As Winston said it would be nice for a little clarification on where you spotted this issue. The Fx24 does have a radiator overflow bottle. If this is the radiator overflow bottle, I'd try and find out if this is a sign of an old problem or a current one.

What opt or features does this machine have? Yanmar offered many options on this model. If in decent shape the price seems decent and 1k hrs is about right.

Is this purchase from an individual or a dealer? I'd try and make sure this isn't a VN rebuild.

The F series are real nice machines and the only issue I have is they are a little close coupled, tight getting on/off. Also these models were not intended for a FEL and if weighed, you will likely find the capacity of the front tires are at their max with the bucket empty. With that said I've picked up buckets full of dirt without any incident.

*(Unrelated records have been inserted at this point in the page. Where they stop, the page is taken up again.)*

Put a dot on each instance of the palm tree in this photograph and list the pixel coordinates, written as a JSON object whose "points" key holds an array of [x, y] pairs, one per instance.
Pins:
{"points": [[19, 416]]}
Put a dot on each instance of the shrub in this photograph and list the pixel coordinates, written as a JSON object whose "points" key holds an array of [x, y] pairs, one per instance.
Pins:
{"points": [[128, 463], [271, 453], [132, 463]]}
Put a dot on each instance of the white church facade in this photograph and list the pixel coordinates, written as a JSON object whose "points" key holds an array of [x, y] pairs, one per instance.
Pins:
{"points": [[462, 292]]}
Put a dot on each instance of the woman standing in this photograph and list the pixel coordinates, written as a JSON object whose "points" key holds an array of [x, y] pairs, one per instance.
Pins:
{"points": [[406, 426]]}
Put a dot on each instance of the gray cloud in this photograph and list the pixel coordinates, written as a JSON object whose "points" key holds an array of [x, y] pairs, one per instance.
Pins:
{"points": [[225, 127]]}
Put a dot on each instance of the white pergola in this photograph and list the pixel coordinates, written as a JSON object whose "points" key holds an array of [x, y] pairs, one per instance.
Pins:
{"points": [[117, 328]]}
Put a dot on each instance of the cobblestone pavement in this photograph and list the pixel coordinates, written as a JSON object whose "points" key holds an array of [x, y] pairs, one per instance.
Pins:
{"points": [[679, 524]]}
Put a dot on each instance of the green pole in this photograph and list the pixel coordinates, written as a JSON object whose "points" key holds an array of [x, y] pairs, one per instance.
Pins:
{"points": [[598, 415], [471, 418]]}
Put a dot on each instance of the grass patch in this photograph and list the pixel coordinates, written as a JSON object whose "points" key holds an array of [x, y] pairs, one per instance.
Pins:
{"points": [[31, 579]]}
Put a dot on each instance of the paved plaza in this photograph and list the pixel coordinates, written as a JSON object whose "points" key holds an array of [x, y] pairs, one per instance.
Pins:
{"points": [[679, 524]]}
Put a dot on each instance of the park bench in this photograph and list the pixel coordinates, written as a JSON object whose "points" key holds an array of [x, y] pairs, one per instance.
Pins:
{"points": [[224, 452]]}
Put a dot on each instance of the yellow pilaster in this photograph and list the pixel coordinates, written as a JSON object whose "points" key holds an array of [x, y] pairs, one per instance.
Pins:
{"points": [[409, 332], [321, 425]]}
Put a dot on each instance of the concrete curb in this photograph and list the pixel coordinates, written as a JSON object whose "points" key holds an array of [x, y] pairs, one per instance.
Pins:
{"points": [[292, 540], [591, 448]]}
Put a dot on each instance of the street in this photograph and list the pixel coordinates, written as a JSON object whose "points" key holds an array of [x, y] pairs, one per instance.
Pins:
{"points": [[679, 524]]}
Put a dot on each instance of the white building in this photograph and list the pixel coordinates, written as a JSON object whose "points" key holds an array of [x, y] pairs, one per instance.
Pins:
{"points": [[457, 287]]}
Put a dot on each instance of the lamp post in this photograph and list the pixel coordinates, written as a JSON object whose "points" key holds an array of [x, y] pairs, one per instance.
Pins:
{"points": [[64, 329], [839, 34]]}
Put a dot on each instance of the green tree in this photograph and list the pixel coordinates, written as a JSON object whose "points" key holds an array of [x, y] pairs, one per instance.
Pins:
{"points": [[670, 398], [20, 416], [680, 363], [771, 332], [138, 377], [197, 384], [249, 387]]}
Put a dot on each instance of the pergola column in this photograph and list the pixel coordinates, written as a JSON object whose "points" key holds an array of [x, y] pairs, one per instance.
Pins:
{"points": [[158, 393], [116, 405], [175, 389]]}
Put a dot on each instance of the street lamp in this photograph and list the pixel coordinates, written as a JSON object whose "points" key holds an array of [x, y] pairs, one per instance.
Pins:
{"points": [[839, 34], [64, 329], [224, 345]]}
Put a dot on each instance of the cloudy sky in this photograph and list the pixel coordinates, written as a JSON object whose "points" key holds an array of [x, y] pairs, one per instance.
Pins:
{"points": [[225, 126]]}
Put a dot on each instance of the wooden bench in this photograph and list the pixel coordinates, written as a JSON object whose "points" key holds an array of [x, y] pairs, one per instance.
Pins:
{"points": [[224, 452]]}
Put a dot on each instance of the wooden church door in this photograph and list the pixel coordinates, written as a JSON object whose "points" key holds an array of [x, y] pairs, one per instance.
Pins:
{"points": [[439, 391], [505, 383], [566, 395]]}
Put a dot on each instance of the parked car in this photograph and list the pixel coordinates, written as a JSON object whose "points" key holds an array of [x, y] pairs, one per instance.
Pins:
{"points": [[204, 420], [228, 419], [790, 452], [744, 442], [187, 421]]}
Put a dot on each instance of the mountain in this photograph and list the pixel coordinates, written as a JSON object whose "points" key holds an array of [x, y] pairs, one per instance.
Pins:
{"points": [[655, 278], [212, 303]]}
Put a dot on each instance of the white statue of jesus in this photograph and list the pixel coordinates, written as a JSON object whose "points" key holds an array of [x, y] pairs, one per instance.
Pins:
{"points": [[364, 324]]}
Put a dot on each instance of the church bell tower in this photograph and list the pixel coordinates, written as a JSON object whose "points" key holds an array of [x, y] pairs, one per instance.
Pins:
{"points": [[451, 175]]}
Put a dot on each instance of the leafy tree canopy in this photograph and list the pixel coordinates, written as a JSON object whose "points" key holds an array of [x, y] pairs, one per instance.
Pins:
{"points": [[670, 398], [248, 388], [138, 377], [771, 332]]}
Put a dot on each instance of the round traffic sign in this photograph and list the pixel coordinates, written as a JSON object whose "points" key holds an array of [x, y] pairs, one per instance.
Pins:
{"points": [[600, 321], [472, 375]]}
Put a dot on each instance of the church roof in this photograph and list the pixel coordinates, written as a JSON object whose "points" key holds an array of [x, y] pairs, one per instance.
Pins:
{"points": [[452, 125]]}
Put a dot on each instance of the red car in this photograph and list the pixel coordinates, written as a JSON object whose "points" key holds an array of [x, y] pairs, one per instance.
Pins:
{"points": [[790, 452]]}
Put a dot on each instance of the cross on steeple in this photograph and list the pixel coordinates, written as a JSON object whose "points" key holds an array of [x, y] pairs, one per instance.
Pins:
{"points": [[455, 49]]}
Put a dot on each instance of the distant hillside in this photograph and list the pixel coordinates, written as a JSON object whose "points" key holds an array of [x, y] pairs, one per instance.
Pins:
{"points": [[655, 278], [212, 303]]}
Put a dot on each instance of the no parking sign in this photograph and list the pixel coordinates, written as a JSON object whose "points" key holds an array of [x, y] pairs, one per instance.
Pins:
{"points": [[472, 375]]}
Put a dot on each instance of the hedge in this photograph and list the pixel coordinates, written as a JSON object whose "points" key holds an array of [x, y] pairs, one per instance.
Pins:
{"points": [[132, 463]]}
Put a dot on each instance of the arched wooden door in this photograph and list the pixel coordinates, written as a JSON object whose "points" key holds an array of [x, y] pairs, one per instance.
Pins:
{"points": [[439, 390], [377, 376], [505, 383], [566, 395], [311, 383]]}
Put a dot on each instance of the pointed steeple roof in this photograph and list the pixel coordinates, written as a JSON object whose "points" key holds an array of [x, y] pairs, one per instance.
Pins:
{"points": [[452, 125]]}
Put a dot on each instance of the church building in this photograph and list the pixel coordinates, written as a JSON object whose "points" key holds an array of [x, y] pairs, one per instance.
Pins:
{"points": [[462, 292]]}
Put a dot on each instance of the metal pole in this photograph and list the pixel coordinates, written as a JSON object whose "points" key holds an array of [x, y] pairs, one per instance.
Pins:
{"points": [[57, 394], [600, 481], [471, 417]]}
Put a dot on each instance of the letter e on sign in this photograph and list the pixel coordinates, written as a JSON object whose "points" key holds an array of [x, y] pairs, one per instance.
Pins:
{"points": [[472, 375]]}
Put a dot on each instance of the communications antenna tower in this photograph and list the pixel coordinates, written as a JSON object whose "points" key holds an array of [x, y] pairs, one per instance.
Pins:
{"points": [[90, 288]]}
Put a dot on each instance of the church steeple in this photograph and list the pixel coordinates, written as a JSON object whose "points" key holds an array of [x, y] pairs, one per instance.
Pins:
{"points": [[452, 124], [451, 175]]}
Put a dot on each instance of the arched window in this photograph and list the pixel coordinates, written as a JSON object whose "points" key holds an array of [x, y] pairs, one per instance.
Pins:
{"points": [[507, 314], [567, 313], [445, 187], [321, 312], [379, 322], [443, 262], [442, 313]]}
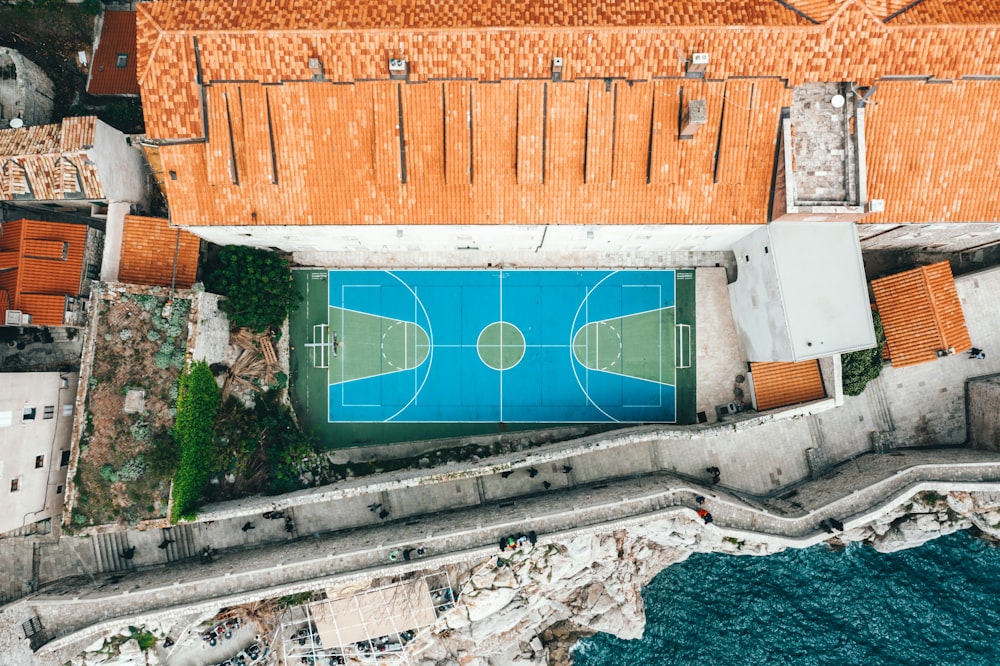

Any implements come with the machine or what do you have in mind? If you machine has the UFO control, would be nice to have it functioning to help control depth and tilt of implements.


----------



## Zetor (Dec 16, 2010)

Sorry winston, yes , in the radiator oveflow bottle, the tube going in have a milky foamy coating. no bubbles when it runs cold and engine oil or dipstick have no any signs of milkiness


----------



## Zetor (Dec 16, 2010)

Mickey, yes it's from the dealer. No implements, no ROPS, no UFO control.


----------



## Zetor (Dec 16, 2010)

Mickey, I like to use the tractor around the house, do some dirt digging, need foundation for new garage and take care of 2ac garden. The dealer is manufacturing backhoes to, not bad for $2500. I know the yanmars are more for ag use, then construction. I just like the yanmars reliability. Is there another model (yanmar) , more universal so I can attach FEL and backhoe without much worry about front tires?
Sorry about these questions, I'm learning about tractors, always love them but never have one yet. Now I need one very badly!!


----------



## winston (Aug 19, 2008)

I would think a white oily foam in the radiator overflow tube could only come from the engine. No reason for oil to be in the radiator or cooling system. Maybe it happened a long time back and was repaired. I would want to run the tractor a good bit and put it through the paces as much as is possible watching for anything happening with the radiator or overflow bottle.


----------



## Mickey (Aug 14, 2010)

The problem I mentioned about front axle has much to do with the fact the F series are so short coupled and weight transfer is high. On the Fx24 I have I have weighed it and did the math on weight transfer and for every pound in the bucket the front axle sees 2 pounds of added weight. An older model with a longer wheelbase would help. I'm just not familiar with other models to make any recommendations.

Ya might give Ernie a call at Ernie's imports. Is a nice guy and the dealer where I bought my Yanmar. Used Yanmar tractors, New Mahindra tractors, New Branson Tractors from Ernie's Imports Inc


----------



## Jerry/MT (Feb 11, 2010)

Zetor said:


> Hi everybody, I'm new to this forum. Past week I found very nice, clean not abused Yanmar FX 24 D with new Coldwater FEL . Starts every time, at first little black smoke, but I think that's normal, but; I opened the overflow and run fingers over the inside tube, it had like white oily foam, not much but I'm worry now. Maybe head gasket? The price is $6100, and the meter reads 1011 hours. Radiator cap is clean and everything on the tractor works. Is it keeper or ..... please help...


Some coolant additives have a soluable oil in them to lube the water pump seals. Maybe that's what you're seeing.

Run the tractor til the thermostat opens and look for bubbles in the coolant. I f you don't see any, the head gasket is good in the area of the coolant holes. Check for water in the lube oil. If that's clear, I don't think the engine has a problem.


----------



## Zetor (Dec 16, 2010)

Thank You guys very much for all the info; for me very educational .


----------